The Texas Senate and the Texas House of Representatives approved the conference report for Senate Bill 2190, the Houston Pension Solution, with the Senate voting 25-5 Tuesday and the House voting 103-43 Wednesday. The historic bill now moves to Governor Greg Abbott’s desk. The Mayor expressed confidence that the Governor will sign the bill.
“Today is a historic day because we have done what many said was impossible,” said Mayor Sylvester Turner. “Today’s significance is not marked merely by what we have accomplished, but by what we can achieve now that we have lifted a significant barrier to progress in our city.”
“Houstonians have done what we always do when push comes to shove. We came together and put aside our differences to lift up our city and build a brighter future for our children,” said the mayor.
Passing pension reform has been Mayor Turner’s primary focus since taking office in January 2017. Houston’s large unfunded liability and escalating costs had been cited by credit rating agencies as a significant negative factor in the City’s fiscal outlook.
“If we did not tackle our pension issues head on, they would continue to serve as a ceiling for everything we seek to accomplish,” said the Mayor. “Every dollar we have saved
thanks to these reforms represents another opportunity: Another resource we can use to lift up Houston families. Another dollar we can use on affordable housing, public safety, quality of life and every element we need to make our communities complete.”
The Houston Pension Solution, which experts have called a “national model,” will immediately reduce the City’s $8.2 billion unfunded liability through future benefit reductions. Under the plan, which utilizes a more realistic 7 percent rate of return on investments, the City will be required to meet its annual contribution until the unfunded liability is fully paid off in 30 years.
An innovative cost corridor concept controls costs for the City. The corridor serves a risk sharing mechanism – if investments perform too far below established levels, the pension boards will cut benefits or increase employee contributions to bring costs in line.
Legislative approval was necessary because control of the pension systems is housed in state statute. The bill passed the Texas Senate 25-5 and the Texas House 115-29, with bipartisan support in both chambers. It then passed through conference committee, where the two chambers reconciled differences in the bill. Tuesday’s and Wednesday’s votes approved those changes and were the final step in the Legislature.
It was supported by two of the three pension systems, labor organizations representing city employees and the Greater Houston Partnership, along with more than 40 CEOs and local business leaders who signed a letter of support.

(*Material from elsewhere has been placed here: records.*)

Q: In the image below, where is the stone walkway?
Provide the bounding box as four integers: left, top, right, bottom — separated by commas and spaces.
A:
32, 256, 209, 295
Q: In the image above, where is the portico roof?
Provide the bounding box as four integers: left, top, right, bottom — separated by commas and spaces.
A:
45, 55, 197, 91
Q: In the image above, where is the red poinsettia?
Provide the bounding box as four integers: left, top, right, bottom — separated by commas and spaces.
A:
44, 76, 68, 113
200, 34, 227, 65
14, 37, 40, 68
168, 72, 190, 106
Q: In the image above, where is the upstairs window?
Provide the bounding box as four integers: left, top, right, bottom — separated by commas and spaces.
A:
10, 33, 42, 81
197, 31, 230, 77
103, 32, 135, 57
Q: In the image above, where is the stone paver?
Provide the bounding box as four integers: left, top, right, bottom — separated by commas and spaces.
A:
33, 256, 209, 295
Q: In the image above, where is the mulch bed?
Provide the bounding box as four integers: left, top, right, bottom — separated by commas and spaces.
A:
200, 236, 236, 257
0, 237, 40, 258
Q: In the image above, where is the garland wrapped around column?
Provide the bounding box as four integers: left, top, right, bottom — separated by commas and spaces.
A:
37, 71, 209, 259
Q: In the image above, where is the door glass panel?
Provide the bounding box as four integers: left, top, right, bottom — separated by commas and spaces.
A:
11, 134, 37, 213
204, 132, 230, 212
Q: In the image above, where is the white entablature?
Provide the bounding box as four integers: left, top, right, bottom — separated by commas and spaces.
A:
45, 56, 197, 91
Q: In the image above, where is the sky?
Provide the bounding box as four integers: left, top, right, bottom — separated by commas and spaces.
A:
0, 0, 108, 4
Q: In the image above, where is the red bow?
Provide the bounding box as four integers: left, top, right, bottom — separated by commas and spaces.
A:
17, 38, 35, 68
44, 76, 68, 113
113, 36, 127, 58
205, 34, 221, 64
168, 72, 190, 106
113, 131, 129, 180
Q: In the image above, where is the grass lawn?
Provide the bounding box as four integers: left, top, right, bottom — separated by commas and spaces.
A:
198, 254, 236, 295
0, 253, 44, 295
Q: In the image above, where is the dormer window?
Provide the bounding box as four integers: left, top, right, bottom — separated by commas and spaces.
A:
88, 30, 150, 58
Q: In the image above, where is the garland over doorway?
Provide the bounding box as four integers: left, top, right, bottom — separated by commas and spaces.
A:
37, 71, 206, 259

“I’d like to thank Chairman Dan Flynn, Chairwoman Joan Huffman, Speaker Joe Straus, Lt. Gov. Dan Patrick and all other members of the Legislature who helped Houston move this bill forward,” the Mayor said. “The Houston Pension Solution is an example of what we can accomplish when all parties join hands to resolve the important issues that face this City. It’s an approach we should continue to take on every issue we face.”
“What passed today does not solve our fiscal problems. We will still have to close a significant budget gap this year, and we project lean times in the next few years,” Mayor Turner continued. “However, passage of this bill lifts a tremendous burden on the City’s ability to fully serve all its residents.”
Pension problems were one of two structural impediments cited by credit rating agencies as significant negative factors. The other is the City’s revenue cap, which requires the City to reject revenue. “I will be asking voters this November to lift the revenue cap so that we can lift up our families, lift up our neighborhoods and lift up our City.”